The message of the kingdom is the mission of the church.

Over the last three posts, I have discussed the significance of the kingdom of God, pointed out some common misconceptions, and provided a rough description of this kingdom. The kingdom has already come in one sense, yet in another, it is waiting on its fulfillment. It is “already, but not yet.” However, it is clear in this time between the times that the church has a crucial role to play in the establishment of the kingdom.

As with the rest of creation, Christ is the author of this kingdom, but his agent is the church. In Matthew 13, Christ explains this growing kingdom with a mustard seed. It is planted and grows from small to large. Christ planted the seed of this kingdom when we came in the flesh and inaugurated it. Now, through the enabling and guidance of the Holy Spirit, God has chosen to use the church as the means through which that seed grows.
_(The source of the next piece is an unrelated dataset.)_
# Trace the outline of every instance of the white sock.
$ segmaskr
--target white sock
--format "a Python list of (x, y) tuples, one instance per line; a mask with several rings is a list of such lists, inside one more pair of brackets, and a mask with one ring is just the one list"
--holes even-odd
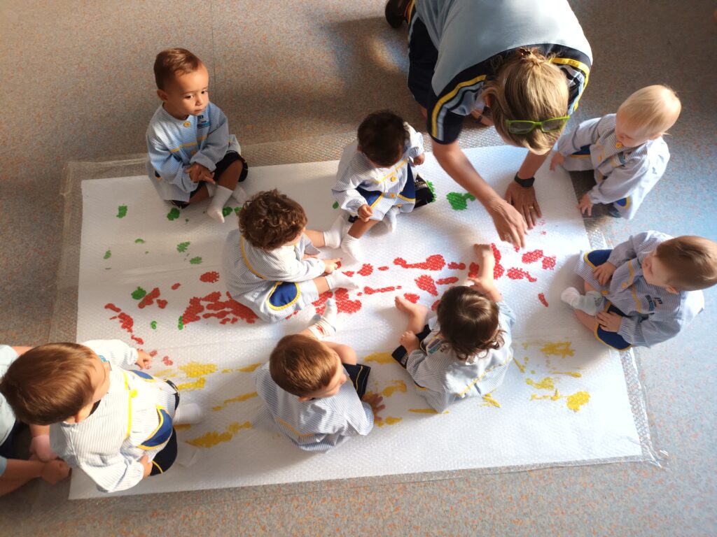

Paul’s letter to the Ephesian church explains that the church stands at the very center of God’s great plan of all the ages. God has acted in such a way throughout all history, from the Garden of Eden until today, “so that through the church the manifold wisdom of God might now be made known” (Eph 3:10).

In Matthew 16, Christ tells his disciples the gates of hell will not prevail against the church in its mission. In this moment, Christ grants authority to the church to fulfill its mission and what it binds on earth will be bound in heaven. Real power is given to the church. Certainly, it is imputed power and imputed authority, just as our righteous is imputed righteousness. It is in the name of the Lord of the kingdom that we go forward as its stewards. And, it is in his mighty power that the kingdom will advance. It is that power against which there is no protection for hell!
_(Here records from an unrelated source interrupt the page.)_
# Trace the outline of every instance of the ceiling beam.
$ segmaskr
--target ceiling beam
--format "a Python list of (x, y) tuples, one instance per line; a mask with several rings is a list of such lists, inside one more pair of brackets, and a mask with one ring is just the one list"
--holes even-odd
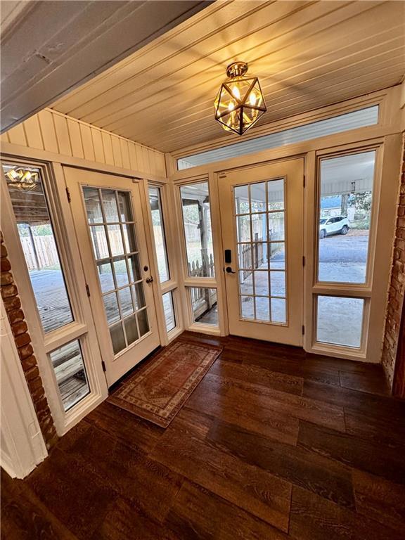
[[(2, 1), (1, 131), (200, 11), (209, 0)], [(14, 14), (15, 16), (13, 16)]]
So advance, we must! But how? What does it mean to advance the kingdom of God?

To understand our task as the church, it is instructive to see how Jesus defined his own task. In Jesus’ own words, he says he came to “proclaim the good news of the kingdom of God” (Lk 4:43). In fact, all three of the synoptic gospels make this statement.

In other words, the ministry is a message.

There is a message that must be proclaimed, but it is not just any message. It is specific, and it is big! The message is the good news of the kingdom of God. All of the things that we have discussed over the last three posts come together into one grand announcement. Jesus came to preach the kingdom of God, and we must do the same. The kingdom has come, and Christ is making all things right. The king will change everything, and we stand at that grand moment of history awaiting his arrival and letting everyone know what is about t o happen.

This is a message with huge consequences. The fulfillment of the kingdom may mean the beginning of a whole new reign, but it also means the end of another. When the kingdom of God explodes into its complete and final state, it will mean the total destruction of the current kingdom. Right now, sin’s grip serves as a curse over all creation. Mankind is sick with it, and it will kill us all. This announcement of a new kingdom is the invitation to new life in the face of certain death. The only way to avoid destruction with the rest of this fallen creation is to become a citizen of the new and coming kingdom. This is a message that demands a response.

The Bible makes it clear that it is the mission of the church to carry on the work of Jesus. The well-known Great Commission passages in the gospels explicitly state the mission of the church. Just as Jesus was to proclaim the news of this kingdom, and all that it brought, so too is the mission of the church. We are to make disciples (read kingdom citizens) from every nation. We do this by sharing the good news of the kingdom and teaching people to observe the new order that it brings.

After all, news ceases to be news if it is not told.

One Comment

  1. Lucas Dawn said:

    The message of the kingdom emphasized in the great commission of Mt. 28 is teaching new disciples to obey everything Jesus commanded. Throughout Matthew, Jesus–as the new king of his new kingdom–gives commands for his new disciples.